City planners decided to turn malls into large, solar-powered greenhouses to feed more of the world. They would choose organic farming methods and would forbid factory farms. They would let animals live and enjoy their natural lifespans. Humans even dreamed of Rottweilers protecting all areas where fossils of buried sunlight remain. They vowed not to budge, but to bark incessantly at whoever dared to dig up fossils for fuel.

Finally, Leeka and White Raspberry transmitted to humans a dream featuring Old Grandfather Oak speaking to them: “Imagine you are an old-growth tree like me. I once lived in polluted air. We had hoped that the forest would be lush and green again, but as time passed, we worried more and more. We worried about losing everything, yet we tried to be hopeful. Then one day, our forest—our large family—became our nightmare. Not a hint of new green could be found among us. It was horrible—unbearable—to feel the absence of new green growth and its light.”

The old-growth oak stopped and shivered from this memory, and then recovered to speak to the dreamers in gratitude: “However, unlike new-growth forests, we old-growth trees received the care of your wise folk on a mission to save us! I overheard them asking their governments to call our old-growth forests world historic sites. Now, we’re off limits to clear-cutting and fossil fuel industrialists, and we have become national parks that welcome visitors. They let us ‘manage ourselves’ just as we always had. We old-growth trees have proven to be highly effective managers of ourselves through our sophisticated root systems that transmit our messages throughout our vast network. Our slogan is ‘Damage costs thousands of helping hands.’”

Wizard and wand felt even more inspired. So they presented themselves in the dreams of fossil fuel industrialists, directly asking them, “Why dig up and burn fossil fuels that suffocate trees? Trees exhale oxygen. When there’s less and less oxygen in the air, you and all humans will die. Soon you will die with the whole planet. Saving the planet is also saving our future.”

Leeka and Raspberry then read the dreaming industrialists’ minds and knew that they had begun to think deeply and be more concerned.

More hopeful, they returned to Grandfather, who suggested, “Perhaps you could plant a dream in children as they sleep. When I was young and remembered what I had learned, my learning became an effective practice throughout my life.” Grandfather Oak’s prodigies assented and planted the following dream: The sleeping children found themselves in a school where they were greeted every day by a tall indoor birch that stretched its branches out and up toward the high skylight.

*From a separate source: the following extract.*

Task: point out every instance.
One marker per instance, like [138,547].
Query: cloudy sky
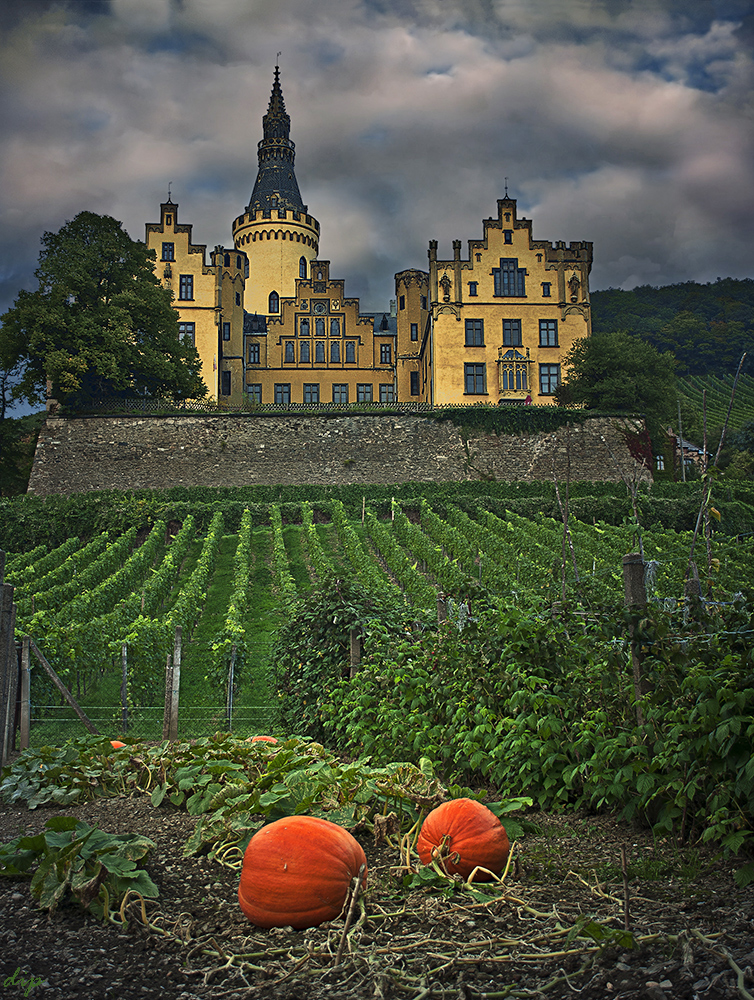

This tree became their home at school; they called it “Buddie” and learned to receive Buddie’s felt senses. During free time, one or more would listen to Buddie tell a story. One of his stories tells of rain, a wondrous form of water that nourishes the river of consciousness and imagination. All the images that fascinate human minds are born and live in this river, and all the images hold different meanings for different people.

Inspired by their dream, many children wanted to make it come true when they woke. They asked their parents to build treehouses behind their homes. Their dream became a neighborhood of trees holding treehouses. Treehouses became small libraries where they could read and write; some became lighthouses for young lighthouse keepers; some became viewpoints for birdwatchers; others were specimens for the curious who examined trees to learn their biology, such as how they store water for dry spells. The young biologist asked, Does water inspire trees to imagine?

One morning Leeka woke to the fragrance of a pine tree. Far away she saw a team huddled up discussing something and wondered, What are they planning? Raspberry fluttered beside her to telepath, They are planning a tree farm.

Leeka nodded and responded, “A few days ago, we sparked children’s imaginations. I hope that when they grow up, the world will be full of happy forests.”

White Raspberry wondered, “Who will be today’s dreamers?”